山崎さんに翻訳の要諦を尋ねられ、「偉大な作家の肩に乗せてもらって世界を見るような快感があります。ちょっとだけ作者のフリができるのが嬉しかったりしますね」とにこやかに答える白石さん。おめでとうございます!
それにしても、今回はどうして『異能機関』が選ばれたのだろう? 式の後で、森下さんに少しだけ舞台裏を教えてもらった。
「選考過程をご説明すると、まず、各出版社から部門ごとに自社作品を推薦してもらいます。そして、Koboでのダウンロード数と、独自のロジックを合わせて、楽天社内の選考委員会を経て各部門10作ずつの入賞作品を大枠で決めました。
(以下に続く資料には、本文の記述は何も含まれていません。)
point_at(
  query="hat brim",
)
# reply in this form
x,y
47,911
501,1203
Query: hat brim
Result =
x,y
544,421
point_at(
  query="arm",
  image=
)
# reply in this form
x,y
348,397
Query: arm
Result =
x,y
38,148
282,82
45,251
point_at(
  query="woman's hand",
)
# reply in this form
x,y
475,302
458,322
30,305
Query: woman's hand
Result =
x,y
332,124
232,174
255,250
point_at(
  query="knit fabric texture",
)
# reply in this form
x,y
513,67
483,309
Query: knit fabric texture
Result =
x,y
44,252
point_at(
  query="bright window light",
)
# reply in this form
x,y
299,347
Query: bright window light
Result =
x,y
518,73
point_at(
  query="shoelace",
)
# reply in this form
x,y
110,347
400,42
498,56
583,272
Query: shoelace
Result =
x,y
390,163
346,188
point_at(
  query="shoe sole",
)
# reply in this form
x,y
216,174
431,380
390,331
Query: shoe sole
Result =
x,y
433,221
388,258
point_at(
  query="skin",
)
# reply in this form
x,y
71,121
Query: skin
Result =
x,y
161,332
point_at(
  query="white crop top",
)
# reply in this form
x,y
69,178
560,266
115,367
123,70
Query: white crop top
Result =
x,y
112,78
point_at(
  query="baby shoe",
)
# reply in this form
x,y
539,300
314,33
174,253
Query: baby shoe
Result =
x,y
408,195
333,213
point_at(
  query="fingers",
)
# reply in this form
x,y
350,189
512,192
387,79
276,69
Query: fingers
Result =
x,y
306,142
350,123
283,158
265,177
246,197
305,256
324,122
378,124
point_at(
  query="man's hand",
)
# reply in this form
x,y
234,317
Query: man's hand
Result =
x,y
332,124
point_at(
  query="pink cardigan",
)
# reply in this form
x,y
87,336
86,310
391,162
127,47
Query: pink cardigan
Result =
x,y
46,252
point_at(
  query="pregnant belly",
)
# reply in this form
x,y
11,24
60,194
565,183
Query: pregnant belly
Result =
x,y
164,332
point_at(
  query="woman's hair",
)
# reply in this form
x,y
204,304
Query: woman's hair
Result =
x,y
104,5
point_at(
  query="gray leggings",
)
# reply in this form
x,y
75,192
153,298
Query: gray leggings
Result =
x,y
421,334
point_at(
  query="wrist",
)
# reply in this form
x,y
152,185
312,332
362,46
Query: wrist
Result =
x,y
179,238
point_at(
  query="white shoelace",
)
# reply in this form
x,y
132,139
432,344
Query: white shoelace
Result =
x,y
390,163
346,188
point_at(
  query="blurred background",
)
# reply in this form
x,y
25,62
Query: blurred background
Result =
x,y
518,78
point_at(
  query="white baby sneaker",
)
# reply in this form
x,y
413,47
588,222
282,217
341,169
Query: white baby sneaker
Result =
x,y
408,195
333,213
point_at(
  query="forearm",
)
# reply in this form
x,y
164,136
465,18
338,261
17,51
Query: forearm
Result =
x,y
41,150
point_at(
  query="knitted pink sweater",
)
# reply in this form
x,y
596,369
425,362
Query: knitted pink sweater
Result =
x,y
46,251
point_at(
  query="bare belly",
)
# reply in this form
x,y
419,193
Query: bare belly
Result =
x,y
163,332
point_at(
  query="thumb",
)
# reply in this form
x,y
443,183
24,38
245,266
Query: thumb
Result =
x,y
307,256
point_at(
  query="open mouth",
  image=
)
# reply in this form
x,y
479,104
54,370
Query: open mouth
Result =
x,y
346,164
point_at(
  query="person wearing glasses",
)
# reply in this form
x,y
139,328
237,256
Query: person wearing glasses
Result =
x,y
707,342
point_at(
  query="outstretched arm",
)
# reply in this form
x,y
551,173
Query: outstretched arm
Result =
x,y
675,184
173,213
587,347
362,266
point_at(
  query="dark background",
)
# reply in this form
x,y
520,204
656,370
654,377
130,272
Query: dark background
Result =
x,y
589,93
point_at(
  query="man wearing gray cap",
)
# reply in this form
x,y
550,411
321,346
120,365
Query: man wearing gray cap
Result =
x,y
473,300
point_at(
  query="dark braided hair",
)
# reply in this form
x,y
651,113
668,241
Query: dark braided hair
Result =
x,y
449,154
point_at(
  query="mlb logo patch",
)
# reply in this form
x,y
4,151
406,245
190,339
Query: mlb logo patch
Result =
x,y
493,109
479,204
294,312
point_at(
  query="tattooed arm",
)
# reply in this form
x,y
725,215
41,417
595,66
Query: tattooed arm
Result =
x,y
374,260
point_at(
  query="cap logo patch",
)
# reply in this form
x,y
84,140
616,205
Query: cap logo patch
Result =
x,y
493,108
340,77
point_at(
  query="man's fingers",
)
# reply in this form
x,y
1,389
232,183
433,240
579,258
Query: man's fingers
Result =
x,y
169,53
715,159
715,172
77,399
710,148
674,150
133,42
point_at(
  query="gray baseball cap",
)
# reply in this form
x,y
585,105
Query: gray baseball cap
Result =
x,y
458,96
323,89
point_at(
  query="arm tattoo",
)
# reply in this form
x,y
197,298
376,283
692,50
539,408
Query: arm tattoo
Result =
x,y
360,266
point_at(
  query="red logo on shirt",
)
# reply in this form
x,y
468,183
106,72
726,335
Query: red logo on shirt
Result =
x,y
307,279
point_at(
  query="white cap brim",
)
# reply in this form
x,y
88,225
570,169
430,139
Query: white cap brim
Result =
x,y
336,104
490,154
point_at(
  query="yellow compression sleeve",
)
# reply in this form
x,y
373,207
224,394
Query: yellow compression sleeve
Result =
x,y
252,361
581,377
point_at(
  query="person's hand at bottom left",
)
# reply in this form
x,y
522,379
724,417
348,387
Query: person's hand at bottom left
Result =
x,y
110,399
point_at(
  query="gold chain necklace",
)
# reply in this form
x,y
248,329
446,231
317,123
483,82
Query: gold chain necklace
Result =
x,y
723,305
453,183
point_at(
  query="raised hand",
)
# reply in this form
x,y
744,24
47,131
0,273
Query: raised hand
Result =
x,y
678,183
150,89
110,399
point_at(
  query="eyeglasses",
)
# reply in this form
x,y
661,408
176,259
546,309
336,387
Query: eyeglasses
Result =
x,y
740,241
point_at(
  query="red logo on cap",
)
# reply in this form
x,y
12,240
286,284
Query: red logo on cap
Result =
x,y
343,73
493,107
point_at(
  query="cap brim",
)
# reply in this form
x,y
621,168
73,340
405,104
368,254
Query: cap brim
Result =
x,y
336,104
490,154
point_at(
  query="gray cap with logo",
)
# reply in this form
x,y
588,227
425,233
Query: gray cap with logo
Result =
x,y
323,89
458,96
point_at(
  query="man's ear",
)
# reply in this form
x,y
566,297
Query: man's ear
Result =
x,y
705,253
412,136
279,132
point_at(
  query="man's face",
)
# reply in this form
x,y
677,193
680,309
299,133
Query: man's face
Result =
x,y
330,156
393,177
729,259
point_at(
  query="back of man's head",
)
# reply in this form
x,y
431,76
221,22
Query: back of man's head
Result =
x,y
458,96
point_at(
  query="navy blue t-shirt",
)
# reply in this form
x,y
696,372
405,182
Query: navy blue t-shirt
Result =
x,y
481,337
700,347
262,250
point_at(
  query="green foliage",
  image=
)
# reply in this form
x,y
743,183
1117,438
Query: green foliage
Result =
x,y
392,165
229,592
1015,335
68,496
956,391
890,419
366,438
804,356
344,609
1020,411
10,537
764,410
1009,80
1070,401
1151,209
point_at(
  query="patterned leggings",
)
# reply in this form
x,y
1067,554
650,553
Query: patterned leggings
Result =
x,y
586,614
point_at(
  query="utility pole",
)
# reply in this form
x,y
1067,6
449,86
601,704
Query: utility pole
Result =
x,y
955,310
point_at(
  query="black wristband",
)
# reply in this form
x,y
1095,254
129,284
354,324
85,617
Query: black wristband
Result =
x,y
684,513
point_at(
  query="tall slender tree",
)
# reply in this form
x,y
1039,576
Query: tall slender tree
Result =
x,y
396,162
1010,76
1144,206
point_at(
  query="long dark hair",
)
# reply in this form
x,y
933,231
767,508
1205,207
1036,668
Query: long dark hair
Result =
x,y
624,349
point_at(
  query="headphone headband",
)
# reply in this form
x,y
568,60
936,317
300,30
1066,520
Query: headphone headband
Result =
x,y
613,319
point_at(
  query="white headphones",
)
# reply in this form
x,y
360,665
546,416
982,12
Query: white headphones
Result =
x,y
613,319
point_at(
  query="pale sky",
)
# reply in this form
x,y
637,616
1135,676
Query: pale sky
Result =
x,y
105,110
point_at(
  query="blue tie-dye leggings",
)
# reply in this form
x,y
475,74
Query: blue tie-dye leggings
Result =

単純なトータルダウンロード数だと販売期間で有利不利が生じてしまうので、初月、3ヶ月、半年といった時点ごとの数字でインパクトを加点するなど、細かい調整も行なっています。
入賞作品に対して、改めて各出版社と取次に投票してもらいます。その数字をもとに選考委員会の票も加え、最後はその年にふさわしいかどうかといった意味づけも加味して、委員長の高橋が総合的に大賞を確定しました。
キングの『異能機関』については、得票率がトップでしたし、デビュー50周年記念刊行作品とあって、かなり早く決定しました。忖度なしです(笑)」
非常に気を遣った選考過程であることがよくわかった。ちなみに複数回受賞もありにしている(実際、写真集部門の似鳥沙也加さんは2連覇である)そうなので、キングも連覇に向けて、ぜひ読者諸兄姉のご助力を願いたいところである。
今もアップデートしつづける帝王の魅力
白石さんにも再び「電子書籍とキング」について聞いた。
「AmazonがKindleを発売したのが2007年ですか。2009年の新モデルに合わせて、キングがKindle配信限定で『UR』という中篇を発表しました。ぼくもこれが読みたくて当時Kindleを導入しましたね。Koboには申し訳ないんだけれど(笑)。